$p = 5$ doesn't work. here is a proof for all the others: If we can choose $t$ such that $tp$ is not expressible as the sum of 2 nonnegative squares but expressible as the sum of 3 nonnegative squares we will be done. The aim is to get $tp \equiv 3 \pmod 8$ as this meets both the above requirements. If $p > 8$ we can pick $t$ as $3/p$ modulo $8$. If $p = 7$, take $t = 5$; if $p = 3$, take $t = 1$.

Isn't this problem a bit old: korea 2000 but we can take also $0$ as $x,y,z$

A computer search shows no solutions for $p=5$. So, either $x,y,z\ge 0$ is the condition, or $p>5$ must be there (I suspect the former). Anyways, here is a solution for `fixed' version. Case 1. $p\equiv 3\pmod{4}$. Take $z=1$, consider the following sets in modulo $p$: \[ A=\left\{x^2:0\le x\le\frac{p-1}{2}\right\}\quad\text{and}\quad B=\left\{-y^2-1:0\le y\le \frac{p-1}{2}\right\}. \]I claim $A\cap B\ne\varnothing$. Assume the contrary. Then, $|A\cup B| = |A|+|B|=p+1$. Notice, however, that $|A\cup B|\le |\mathbb{Z}_p|=p$, absurd. Hence, there exists $x_0,y_0$ so that $x_0^2\equiv -y_0^2-1\pmod{p}$. Check that $x_0,y_0\ne 0$ as $p\equiv 3\pmod{4}$. Thus, $x_0^2+y_0^2+1$ is divisible by $p$. Using $x_0,y_0\le \frac{p-1}{2}$, it is easy to verify $t<p$, as requested. Case 2: $p>5$ and $p\equiv 1\pmod{4}$. Let $y=3$ and $z=4$. Note that there exists an $x$ such that $x^2\equiv -25\pmod{p}$ and $p\nmid x$ as $(-1/p)=1$. Furthermore, we can assume $x\le \frac{p-1}{2}$. Doing the math, it is not hard see that for $p>5$, $t<p$ as requested. Remarks. @P2nisic: you have a right call that this is `almost' Korea 2000; with the exception that $x,y,z=0$ is allowed in that problem. This one, however, restricts to $x,y,z>0$, for which you need more work. I suspect they took Korea verbatim, added positive integer condition without realizing that $p=5$ then would not work.

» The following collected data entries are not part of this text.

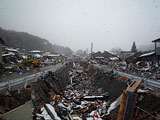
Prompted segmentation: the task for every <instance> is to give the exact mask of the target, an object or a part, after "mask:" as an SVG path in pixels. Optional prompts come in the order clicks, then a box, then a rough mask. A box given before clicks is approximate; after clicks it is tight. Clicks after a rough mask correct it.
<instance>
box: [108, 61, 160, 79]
mask: <svg viewBox="0 0 160 120" xmlns="http://www.w3.org/2000/svg"><path fill="white" fill-rule="evenodd" d="M105 65H106V66H107V67H108V68H111V69H115V70H118V71H122V72H125V73H128V74H133V75H137V76H140V77H145V78H148V79H153V80H159V79H160V72H159V70H160V69H159V64H158V63H157V62H156V63H153V62H151V61H138V62H136V63H127V62H125V61H116V62H115V61H110V62H107V63H106V64H105Z"/></svg>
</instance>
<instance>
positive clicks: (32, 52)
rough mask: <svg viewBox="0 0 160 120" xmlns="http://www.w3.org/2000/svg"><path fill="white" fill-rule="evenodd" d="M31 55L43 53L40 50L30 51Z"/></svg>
mask: <svg viewBox="0 0 160 120" xmlns="http://www.w3.org/2000/svg"><path fill="white" fill-rule="evenodd" d="M30 52H31V53H41V52H42V51H40V50H32V51H30Z"/></svg>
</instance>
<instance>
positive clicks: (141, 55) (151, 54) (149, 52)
mask: <svg viewBox="0 0 160 120" xmlns="http://www.w3.org/2000/svg"><path fill="white" fill-rule="evenodd" d="M153 54H155V52H149V53H145V54H142V55H140V56H139V57H145V56H149V55H153Z"/></svg>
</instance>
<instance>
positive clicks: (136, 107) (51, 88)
mask: <svg viewBox="0 0 160 120" xmlns="http://www.w3.org/2000/svg"><path fill="white" fill-rule="evenodd" d="M62 73H64V72H62ZM67 74H68V75H66V77H67V76H68V78H67V79H65V80H63V82H64V83H63V85H64V86H63V87H62V86H61V85H62V84H60V83H59V82H58V81H61V80H62V79H61V78H59V77H58V73H52V72H50V73H48V74H47V75H46V76H45V78H44V77H42V78H41V79H39V82H35V83H32V85H31V86H32V93H31V94H32V95H31V96H32V103H33V119H35V120H38V119H39V120H40V119H45V120H50V119H53V120H111V119H116V116H117V115H118V111H119V107H117V106H119V105H120V103H119V100H118V99H117V98H118V97H119V96H121V94H122V93H123V91H124V90H125V89H126V90H127V89H129V88H127V86H128V85H127V82H126V81H121V80H119V79H117V78H118V77H119V76H117V75H115V74H113V73H108V72H103V71H101V70H98V69H94V68H93V67H92V66H91V65H90V63H73V67H69V68H68V72H67ZM117 84H119V86H118V87H116V86H117ZM106 86H107V87H106ZM137 88H138V86H137ZM137 91H138V92H137ZM134 92H135V94H138V96H139V97H137V98H138V101H136V102H137V104H136V106H135V105H134V109H135V111H138V110H139V109H140V108H143V111H141V110H139V111H138V112H137V113H135V116H136V118H137V119H140V118H141V119H145V117H146V116H149V117H151V118H153V116H158V115H159V114H160V111H159V109H157V108H155V107H154V106H153V107H152V108H151V111H152V110H153V109H156V112H152V113H151V114H146V113H145V112H146V111H148V107H146V105H145V104H148V105H149V106H152V105H153V102H151V101H150V103H148V102H145V103H144V102H143V101H145V100H146V101H147V100H149V99H150V100H153V101H155V102H156V103H157V106H160V104H159V102H158V101H159V99H160V98H159V97H153V94H154V93H153V92H150V93H148V91H145V90H143V88H141V87H140V88H139V89H137V90H136V91H134ZM146 92H147V93H146ZM147 95H148V97H149V98H147ZM156 95H157V94H156ZM157 96H158V95H157ZM116 99H117V100H116ZM144 111H145V112H144ZM148 112H149V111H148ZM141 114H142V115H141ZM135 116H134V117H135ZM157 118H158V117H157Z"/></svg>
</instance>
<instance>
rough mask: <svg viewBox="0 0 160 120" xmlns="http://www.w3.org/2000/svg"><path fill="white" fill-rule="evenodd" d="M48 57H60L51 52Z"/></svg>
mask: <svg viewBox="0 0 160 120" xmlns="http://www.w3.org/2000/svg"><path fill="white" fill-rule="evenodd" d="M47 56H48V57H59V55H58V54H50V55H47Z"/></svg>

Indeed, in the original statement we are asked to prove the existence of $x,y,z,t\in\mathbb{Z}_{\geq 0}$ with $x,y,z,t$ not all $0$ such that the above condition holds. Using Legendre's three-square theorem, if $p\not\equiv 7\pmod 8$ we may take $t=1$ and otherwise $t=2$.

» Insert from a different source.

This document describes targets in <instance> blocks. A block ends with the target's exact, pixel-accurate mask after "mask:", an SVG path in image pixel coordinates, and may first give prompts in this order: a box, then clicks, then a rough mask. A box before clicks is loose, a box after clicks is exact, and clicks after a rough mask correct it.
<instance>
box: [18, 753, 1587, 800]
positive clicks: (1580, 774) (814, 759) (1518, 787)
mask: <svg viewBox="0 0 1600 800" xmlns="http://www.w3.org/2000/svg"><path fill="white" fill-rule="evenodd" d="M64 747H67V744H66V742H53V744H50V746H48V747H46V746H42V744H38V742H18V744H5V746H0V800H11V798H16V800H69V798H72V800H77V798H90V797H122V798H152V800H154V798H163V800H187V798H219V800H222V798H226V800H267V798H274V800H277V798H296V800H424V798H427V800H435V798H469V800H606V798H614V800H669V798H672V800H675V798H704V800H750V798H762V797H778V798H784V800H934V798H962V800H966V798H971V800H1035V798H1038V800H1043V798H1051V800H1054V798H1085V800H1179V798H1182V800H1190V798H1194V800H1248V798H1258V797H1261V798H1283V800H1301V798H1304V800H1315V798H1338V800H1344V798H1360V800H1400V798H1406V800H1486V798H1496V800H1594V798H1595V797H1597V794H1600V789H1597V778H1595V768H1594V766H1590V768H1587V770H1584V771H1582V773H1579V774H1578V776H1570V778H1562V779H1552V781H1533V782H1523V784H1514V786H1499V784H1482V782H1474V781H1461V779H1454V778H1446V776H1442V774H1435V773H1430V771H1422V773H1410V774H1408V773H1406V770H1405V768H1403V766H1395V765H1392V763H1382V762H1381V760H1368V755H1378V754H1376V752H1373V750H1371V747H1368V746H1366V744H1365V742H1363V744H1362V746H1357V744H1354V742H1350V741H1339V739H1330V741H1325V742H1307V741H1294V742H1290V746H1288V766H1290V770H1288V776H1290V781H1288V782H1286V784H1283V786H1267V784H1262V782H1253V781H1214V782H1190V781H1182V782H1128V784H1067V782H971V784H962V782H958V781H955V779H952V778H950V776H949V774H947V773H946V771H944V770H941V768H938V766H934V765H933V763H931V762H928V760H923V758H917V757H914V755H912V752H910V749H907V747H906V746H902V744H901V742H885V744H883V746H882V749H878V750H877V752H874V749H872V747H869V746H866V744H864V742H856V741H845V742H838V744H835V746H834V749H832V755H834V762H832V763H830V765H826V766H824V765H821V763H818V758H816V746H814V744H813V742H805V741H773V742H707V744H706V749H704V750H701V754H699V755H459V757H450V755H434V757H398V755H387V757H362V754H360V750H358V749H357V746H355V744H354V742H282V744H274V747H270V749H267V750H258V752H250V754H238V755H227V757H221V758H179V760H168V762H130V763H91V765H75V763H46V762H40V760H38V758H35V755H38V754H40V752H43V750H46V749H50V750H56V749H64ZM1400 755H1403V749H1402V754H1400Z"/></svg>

Well if the original statement had nonnegative numbers $t = 2$ would always work. So

Yes, the original statement allowed nonnegative integers, I am terribly sorry for the typo!

oVlad wrote: Let $p$ be an odd prime number. Prove that there exist nonnegative integers $x,y,z,t$ not all of which are $0$ such that $t<p$ and \[x^2+y^2+z^2=tp.\] $t = 2$ works by Legendre's 3 square theorem

It can be solved by Legendre's $3$ square theorem; $n=x^{2}+y^{2}+z^{2}$ if and only if $n$ is not of the form $n =4^a(8b+7)$ for nonnegative integers $a$ and $b$. As said above, $t=2$ always works.